WECU
- Winterville, North Carolina; United States;
- Broadcast area: Greenville-Winterville
- Frequency: 1570 kHz
- Branding: ESPN 1570 Greenville

Programming
- Format: Sports
- Affiliations: ESPN Radio Carolina Hurricanes Charlotte Hornets Washington Nationals Radio Network Motor Racing Network Performance Racing Network

Ownership
- Owner: CTC Media Group
- Sister stations: WWNB

History
- First air date: 2006

Technical information
- Licensing authority: FCC
- Facility ID: 135909
- Class: B
- Power: 8,000 watts day 200 watts night
- Transmitter coordinates: 35°32′15″N 77°25′06″W﻿ / ﻿35.53750°N 77.41833°W
- Translator: 107.5 W298BX (Winterville)

Links
- Public license information: Public file; LMS;
- Webcast: Listen Live
- Website: ESPN Radio Greenville website

= WECU =

WECU (1570 AM) is a radio station broadcasting a sports format.
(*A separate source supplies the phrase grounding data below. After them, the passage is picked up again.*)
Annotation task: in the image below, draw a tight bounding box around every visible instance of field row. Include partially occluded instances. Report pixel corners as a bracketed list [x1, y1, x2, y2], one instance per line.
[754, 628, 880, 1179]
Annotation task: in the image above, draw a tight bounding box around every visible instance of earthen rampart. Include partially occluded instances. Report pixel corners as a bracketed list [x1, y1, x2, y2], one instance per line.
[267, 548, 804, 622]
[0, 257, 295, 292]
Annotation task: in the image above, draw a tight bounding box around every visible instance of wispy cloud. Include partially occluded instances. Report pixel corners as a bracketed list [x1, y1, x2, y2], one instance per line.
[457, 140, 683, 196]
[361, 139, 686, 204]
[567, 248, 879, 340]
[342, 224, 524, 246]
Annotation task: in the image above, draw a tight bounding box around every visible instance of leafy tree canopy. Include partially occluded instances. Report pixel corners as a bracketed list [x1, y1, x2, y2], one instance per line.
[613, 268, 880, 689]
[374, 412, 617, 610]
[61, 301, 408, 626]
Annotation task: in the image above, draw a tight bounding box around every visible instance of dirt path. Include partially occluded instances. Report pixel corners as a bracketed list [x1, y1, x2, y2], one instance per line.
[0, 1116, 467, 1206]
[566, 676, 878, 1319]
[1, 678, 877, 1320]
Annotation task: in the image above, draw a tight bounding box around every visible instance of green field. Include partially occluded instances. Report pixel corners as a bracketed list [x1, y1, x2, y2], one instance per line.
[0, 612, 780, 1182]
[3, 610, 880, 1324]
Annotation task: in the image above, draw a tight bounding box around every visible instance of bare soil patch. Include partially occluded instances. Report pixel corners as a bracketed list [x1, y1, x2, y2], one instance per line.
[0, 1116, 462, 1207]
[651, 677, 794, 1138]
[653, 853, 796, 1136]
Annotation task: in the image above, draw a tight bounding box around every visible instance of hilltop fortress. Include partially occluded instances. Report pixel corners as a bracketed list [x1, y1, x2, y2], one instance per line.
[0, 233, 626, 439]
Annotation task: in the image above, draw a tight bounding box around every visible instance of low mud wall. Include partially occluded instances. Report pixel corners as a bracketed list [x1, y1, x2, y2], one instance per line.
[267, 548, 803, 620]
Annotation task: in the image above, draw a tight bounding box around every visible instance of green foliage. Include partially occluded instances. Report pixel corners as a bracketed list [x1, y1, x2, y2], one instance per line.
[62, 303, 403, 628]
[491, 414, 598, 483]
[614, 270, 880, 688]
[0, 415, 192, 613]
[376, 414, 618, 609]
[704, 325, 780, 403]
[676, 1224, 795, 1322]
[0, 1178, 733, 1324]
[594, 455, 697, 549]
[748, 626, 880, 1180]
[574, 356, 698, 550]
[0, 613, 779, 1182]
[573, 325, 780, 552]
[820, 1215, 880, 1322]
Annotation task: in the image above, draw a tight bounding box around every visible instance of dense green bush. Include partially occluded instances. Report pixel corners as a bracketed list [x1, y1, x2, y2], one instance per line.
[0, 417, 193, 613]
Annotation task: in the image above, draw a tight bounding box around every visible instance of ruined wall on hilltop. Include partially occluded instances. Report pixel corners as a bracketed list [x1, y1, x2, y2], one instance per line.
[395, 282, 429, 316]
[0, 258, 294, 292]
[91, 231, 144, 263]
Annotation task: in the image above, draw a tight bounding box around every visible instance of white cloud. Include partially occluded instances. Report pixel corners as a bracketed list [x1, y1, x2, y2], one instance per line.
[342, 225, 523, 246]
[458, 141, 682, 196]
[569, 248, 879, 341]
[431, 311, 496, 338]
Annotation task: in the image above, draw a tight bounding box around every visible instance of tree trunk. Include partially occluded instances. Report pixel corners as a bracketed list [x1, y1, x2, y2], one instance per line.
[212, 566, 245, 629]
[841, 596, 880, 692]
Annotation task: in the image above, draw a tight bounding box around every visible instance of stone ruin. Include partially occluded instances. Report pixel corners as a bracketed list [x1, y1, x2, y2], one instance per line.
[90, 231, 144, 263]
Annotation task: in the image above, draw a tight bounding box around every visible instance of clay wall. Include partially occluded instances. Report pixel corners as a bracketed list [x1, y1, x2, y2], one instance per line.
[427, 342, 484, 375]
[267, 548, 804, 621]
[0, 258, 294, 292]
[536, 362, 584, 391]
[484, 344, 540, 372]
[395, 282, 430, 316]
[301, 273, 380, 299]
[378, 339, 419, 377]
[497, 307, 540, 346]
Licensed to Winterville, North Carolina, United States, it serves the Greenville area. The station is currently owned by CTC Media Group and operated by New Lite Media.

==History==
WECU shortly went off the air in November 2012. Later in same month, a new gospel station "The Promise" 1570 and 97.9 FM was heard over the air. On February 4, 2013 the Yolanda Adams morning was launched on the station airing weekdays from 6 am until 10 am. The station is being managed by Bronson Williams, the creator of Promise 107.3 which aired on WBOB-FM (now WVRA) from July 2007 until January 2012. On October 1, 2014 WECU changed their format to sports, with programming from ESPN Radio.